I have missed out on many opportunities in life, not only due to modesty but also due to fear or shame. As a youth, I avoided activities where swimming could be involved, as I didn’t want anyone to know I couldn’t swim (took lessons as a teen and finally learned to swim as an adult). I felt embarrassed that I was slow to learn to ride a bicycle. I avoided participating in organized sports, as I have always been clumsy/uncoordinated and didn’t perform very well. I avoided parties where dancing could occur, as I felt very self-conscious and like the most awkward teen ever, and I didn’t want to look silly to my peers — I didn’t attend my high school prom, for which I had a willing date, for that reason. For two years in high-school, I refused to wear my eyeglasses because I didn’t want to be a “four-eyes” and a nerd — my grades suffered badly until I decided glasses were better than being considered a dunce. I haven’t attended most of my high school reunions because I don’t want to be embarrassed by seeing how successful my classmates became while I was just a lowly social worker.
As an adult, I have avoided get-togethers where there are a lot of people I don’t know. I fear having nothing interesting to say and looking foolish or stupid. Also, I have a soft and higher-pitched, more nasal voice than most men and I know that people cannot hear me well — I don’t like having to speak louder when I figure they won’t find what I have to say interesting. I don’t know, or don’t care, about manly topics such as cars and car repairs, fishing, hunting, guns . . and I don’t have good stories of sexual conquests to brag about. Since I was a child, I much preferred to be around women and hear their stories; my mother would prompt me to “Go on in with the men and talk to them”, and I would, but most men’s conversations were boring by comparison and I just tuned it out.
When I was working, I missed many opportunities to advance in my career because I didn’t want to speak up and “sell myself” or “toot my own horn”. I thought that my qualities should be evident and that if I were good enough then others would recognize my worthiness and prompt me to apply for higher positions, but that rarely happened. Instead, I often felt overlooked and disrespected — that my contributions were deemed inadequate compared to those of others. I saw many others climbing the ladder into higher positions.

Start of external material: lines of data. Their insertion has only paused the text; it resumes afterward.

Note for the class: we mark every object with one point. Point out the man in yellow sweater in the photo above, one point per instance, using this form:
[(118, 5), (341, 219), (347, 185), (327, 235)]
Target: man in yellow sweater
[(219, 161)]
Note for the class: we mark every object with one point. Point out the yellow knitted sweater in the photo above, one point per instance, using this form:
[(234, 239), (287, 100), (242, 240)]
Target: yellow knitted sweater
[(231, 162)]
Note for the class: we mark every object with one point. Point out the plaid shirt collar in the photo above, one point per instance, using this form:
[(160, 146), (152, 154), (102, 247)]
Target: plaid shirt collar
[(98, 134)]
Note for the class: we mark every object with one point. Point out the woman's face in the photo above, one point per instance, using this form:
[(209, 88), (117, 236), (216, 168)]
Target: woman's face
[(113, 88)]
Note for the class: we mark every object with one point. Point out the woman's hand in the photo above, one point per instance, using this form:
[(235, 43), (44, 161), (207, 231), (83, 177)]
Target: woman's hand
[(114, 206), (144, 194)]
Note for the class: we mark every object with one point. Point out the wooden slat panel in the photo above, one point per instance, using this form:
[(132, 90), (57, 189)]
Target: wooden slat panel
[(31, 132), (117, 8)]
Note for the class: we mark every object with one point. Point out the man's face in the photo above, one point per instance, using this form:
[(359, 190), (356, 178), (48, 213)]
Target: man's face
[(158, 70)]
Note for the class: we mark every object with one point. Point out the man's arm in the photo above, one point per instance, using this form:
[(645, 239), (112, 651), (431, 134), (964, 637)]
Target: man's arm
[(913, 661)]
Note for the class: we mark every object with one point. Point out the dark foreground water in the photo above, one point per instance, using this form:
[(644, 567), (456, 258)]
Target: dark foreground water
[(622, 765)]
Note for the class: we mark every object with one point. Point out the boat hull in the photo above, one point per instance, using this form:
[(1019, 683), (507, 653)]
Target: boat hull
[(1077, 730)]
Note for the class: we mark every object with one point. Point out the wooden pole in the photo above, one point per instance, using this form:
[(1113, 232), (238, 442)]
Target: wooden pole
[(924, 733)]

I thought they were so phony and back-stabbing and I comforted myself for “at least not being like them”.
As an older man, I still don’t fit in many places. When I’m with younger people, I feel like they think I’m not relevant to their discussions and have nothing of value to add. With older people like myself, I hear them talk a lot about the past, and I guess I do as well, but that just doesn’t hold a lot of interest for me. I mostly prefer to be by myself and with my thoughts, though I envy those who talk easily with people and can hold their attention. I feel lost in a crowd, with my little voice and less interesting things to say. I have always preferred to talk one-on-one with someone instead of in a group.
I sometimes still think of all the things I have missed because I hesitated to speak up or to join others in activities. I try to accept invitations to get together with people as much as I can. But, I think it helps now that I am older and it is more acceptable that I am limited socially. Old folks just kind of fade into the background.